第8話

文字数 4,691文字

 私のコーヒーはまだ残っていた。もう少しここにいることにした。 私はぬるくなった残りのコーヒーを飲み終わるまでの間、手帳を再確認することにした。
 最初からページを括っていたら、ある名前のところで眼が止まった。その人物の名は坂上富雄。敦夫が前にいた会社の友人だという。秘書の古谷信太郎が教えてくれた。土曜日だから会社にはだれもいないかも知れない。ダメもとで連絡することにした。私は携帯を手に取り、手帳に書いてある会社の番号を押した。
 幸運だった。坂上富雄が休日出勤していたことも幸運だったし、面会を承諾してくれたことも幸運だった。
 電話口で不審がる坂上富雄に、本郷一郎氏の秘書の古谷信太郎さんから紹介を受けたと話し、少しの間、本郷敦夫さんのことでお話をお聞きできないかと申し入れをした。本郷一郎の名前が効いたのか、私の丁寧な口調に好感を持ってくれたのか、それはわからないが、坂上富雄は承諾してくれた。会う場所は会社で、時間は午後四時と決まった。ただし、時間は三十分以内と条件をつけられた。私に異存はなかった。
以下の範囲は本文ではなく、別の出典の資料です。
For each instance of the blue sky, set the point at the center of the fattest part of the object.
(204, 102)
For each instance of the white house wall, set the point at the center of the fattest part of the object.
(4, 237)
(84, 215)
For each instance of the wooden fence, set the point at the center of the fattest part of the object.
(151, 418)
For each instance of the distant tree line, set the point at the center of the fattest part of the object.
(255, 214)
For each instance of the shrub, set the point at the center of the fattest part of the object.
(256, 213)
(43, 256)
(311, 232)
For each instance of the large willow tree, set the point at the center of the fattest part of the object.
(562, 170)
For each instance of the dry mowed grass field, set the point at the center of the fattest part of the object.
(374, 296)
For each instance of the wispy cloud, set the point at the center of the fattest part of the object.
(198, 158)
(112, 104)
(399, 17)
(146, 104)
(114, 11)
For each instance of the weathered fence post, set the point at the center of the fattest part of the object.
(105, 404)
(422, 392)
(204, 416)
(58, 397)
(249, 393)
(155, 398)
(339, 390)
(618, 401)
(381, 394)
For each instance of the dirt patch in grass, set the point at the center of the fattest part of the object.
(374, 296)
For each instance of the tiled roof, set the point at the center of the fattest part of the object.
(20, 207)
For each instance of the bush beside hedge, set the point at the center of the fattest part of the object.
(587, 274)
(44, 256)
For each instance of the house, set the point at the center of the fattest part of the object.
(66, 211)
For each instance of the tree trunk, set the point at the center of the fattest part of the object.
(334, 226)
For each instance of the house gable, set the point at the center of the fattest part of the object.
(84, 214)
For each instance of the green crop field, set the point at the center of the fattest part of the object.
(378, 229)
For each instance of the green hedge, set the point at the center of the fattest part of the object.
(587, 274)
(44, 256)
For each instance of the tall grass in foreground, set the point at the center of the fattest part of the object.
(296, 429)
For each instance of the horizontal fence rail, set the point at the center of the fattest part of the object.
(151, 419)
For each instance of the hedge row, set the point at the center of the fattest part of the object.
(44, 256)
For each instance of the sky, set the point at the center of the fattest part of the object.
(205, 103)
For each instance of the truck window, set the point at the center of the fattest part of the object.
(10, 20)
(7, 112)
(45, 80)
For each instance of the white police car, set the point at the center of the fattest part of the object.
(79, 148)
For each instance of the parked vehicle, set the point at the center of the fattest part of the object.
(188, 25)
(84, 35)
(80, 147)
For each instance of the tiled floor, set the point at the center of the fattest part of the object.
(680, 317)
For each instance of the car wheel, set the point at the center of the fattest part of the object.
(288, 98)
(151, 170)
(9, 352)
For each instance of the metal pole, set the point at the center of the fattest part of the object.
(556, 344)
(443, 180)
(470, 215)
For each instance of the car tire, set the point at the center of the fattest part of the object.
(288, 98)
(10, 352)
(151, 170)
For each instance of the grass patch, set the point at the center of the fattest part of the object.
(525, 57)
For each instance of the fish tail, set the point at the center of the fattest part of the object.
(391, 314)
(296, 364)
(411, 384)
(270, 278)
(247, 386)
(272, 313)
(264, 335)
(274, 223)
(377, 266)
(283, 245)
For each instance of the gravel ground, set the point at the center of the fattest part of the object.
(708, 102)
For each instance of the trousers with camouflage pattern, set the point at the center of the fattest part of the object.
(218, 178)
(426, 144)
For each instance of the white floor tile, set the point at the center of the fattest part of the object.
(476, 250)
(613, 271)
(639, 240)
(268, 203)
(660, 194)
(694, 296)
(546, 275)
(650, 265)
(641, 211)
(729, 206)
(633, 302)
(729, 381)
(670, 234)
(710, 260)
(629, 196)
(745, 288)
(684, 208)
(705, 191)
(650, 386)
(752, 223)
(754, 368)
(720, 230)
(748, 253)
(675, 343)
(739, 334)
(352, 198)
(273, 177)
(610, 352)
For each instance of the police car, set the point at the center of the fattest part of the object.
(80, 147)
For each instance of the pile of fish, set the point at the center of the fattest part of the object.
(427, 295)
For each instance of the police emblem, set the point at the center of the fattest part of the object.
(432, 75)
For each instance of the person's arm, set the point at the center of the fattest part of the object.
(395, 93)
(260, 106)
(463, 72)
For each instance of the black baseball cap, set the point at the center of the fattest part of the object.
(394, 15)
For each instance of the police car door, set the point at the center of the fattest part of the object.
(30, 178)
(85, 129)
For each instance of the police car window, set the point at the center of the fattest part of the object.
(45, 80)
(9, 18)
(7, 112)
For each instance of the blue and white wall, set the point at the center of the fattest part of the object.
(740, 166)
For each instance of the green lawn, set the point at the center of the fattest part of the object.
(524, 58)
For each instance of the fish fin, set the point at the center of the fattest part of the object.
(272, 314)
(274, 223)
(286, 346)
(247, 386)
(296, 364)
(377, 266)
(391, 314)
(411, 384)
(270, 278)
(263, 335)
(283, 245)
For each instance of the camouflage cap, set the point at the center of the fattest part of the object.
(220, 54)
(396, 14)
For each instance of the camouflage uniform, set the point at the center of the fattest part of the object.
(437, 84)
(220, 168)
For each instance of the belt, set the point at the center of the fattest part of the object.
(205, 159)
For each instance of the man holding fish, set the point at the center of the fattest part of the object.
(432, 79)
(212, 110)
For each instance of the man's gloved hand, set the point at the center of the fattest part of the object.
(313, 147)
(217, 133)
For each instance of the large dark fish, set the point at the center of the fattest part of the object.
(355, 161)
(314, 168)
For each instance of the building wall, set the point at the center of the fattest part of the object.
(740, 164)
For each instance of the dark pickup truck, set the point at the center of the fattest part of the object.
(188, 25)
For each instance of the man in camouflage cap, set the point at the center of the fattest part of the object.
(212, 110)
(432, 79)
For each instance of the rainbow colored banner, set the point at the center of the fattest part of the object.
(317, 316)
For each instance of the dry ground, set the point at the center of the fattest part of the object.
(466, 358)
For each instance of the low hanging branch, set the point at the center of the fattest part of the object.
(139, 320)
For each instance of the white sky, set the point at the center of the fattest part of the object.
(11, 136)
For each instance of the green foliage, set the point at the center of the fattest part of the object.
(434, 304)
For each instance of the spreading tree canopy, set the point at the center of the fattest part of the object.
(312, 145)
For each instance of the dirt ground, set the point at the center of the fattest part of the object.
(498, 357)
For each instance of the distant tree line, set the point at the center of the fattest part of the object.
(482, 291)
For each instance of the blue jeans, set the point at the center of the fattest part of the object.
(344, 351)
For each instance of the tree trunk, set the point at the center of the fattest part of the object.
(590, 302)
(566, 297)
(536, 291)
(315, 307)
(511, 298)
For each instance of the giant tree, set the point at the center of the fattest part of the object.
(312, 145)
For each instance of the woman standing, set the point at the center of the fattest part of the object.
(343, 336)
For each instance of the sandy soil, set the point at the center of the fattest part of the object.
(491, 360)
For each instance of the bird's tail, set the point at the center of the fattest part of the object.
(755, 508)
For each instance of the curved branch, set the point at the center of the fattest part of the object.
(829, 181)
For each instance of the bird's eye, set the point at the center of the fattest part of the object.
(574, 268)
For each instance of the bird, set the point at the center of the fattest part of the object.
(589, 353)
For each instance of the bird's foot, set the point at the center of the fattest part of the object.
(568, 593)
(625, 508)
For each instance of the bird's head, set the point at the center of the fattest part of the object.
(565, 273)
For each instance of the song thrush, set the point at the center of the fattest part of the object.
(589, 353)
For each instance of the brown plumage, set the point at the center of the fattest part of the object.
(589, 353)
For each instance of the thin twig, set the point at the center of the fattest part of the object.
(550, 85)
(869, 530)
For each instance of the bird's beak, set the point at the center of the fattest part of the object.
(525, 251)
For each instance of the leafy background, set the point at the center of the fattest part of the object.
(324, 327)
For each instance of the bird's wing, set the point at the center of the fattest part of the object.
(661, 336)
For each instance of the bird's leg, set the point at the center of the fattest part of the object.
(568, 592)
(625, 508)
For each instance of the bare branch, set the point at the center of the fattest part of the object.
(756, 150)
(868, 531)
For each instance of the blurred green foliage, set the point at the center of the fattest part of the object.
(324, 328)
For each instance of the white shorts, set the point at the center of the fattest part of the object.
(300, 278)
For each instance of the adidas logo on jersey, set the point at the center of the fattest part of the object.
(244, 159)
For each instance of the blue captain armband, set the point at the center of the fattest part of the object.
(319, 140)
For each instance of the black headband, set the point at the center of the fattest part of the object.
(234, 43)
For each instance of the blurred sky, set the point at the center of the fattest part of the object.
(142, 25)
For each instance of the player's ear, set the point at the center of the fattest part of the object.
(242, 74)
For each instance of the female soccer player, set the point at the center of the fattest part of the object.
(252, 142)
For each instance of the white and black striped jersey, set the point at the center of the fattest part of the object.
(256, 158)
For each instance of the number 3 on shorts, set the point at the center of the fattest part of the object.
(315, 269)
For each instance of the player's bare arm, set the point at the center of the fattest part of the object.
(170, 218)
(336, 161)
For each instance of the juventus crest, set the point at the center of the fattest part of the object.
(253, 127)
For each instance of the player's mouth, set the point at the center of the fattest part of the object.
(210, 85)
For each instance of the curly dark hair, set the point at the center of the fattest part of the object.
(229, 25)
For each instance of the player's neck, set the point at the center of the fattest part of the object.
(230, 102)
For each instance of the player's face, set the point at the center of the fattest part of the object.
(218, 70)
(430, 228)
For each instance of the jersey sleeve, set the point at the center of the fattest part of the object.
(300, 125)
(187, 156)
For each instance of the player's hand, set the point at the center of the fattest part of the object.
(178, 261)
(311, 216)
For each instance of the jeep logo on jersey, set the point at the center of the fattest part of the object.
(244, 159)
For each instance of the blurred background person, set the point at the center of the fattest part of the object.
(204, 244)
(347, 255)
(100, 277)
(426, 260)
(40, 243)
 虎ノ門からは歩いていける距離だった。まだ時間はあった。追加のコーヒーで時間をつぶした。
 時間になったので、コーヒーショップを出て西新橋一丁目の交差点に向かった。
 交差点を右折した。二分ほど歩いて蕎麦屋のある交差点を左折した。三分ほど歩くと、目印の小さな公園があった。電話で教えられたとおり、その近くに坂上富雄が勤める会社が入っているビルがあった。
 エレベーターに乗り五階で降りた。正面に会社名が印刷されているガラスドアがあった。着いたら電話するようにいわれていたので電話した。
 手持ち無沙汰でドアの前に立っていると、三分後にドアが開いて男が現れた。男は坂上富雄と名乗った。
 本郷敦夫と真逆だった。背は低く太っていた。顔もなんとなく脂ぎってみえた。休日だからなのか、チェック柄シャツとジーンズの組み合わせだった。健康診断で間違いなく引っかかる腹まわりのせいで、ジーンズのベルトがはち切れそうになっていた。
 坂上富雄に案内されるがまま、四人掛けの小さなテーブルがある会議室に入った。入口から一番近い椅子に座り、ざっと見回した。 眼の前の壁には不釣合いなほど大きな風景画のカレンダーがかかっていた。うしろの壁には消し忘れた文字がところどころ残っているホワイトボードが置いてあった。右側には小さな窓があった。ブラインドが閉まっているため、残念ながら外をみることはできなかった。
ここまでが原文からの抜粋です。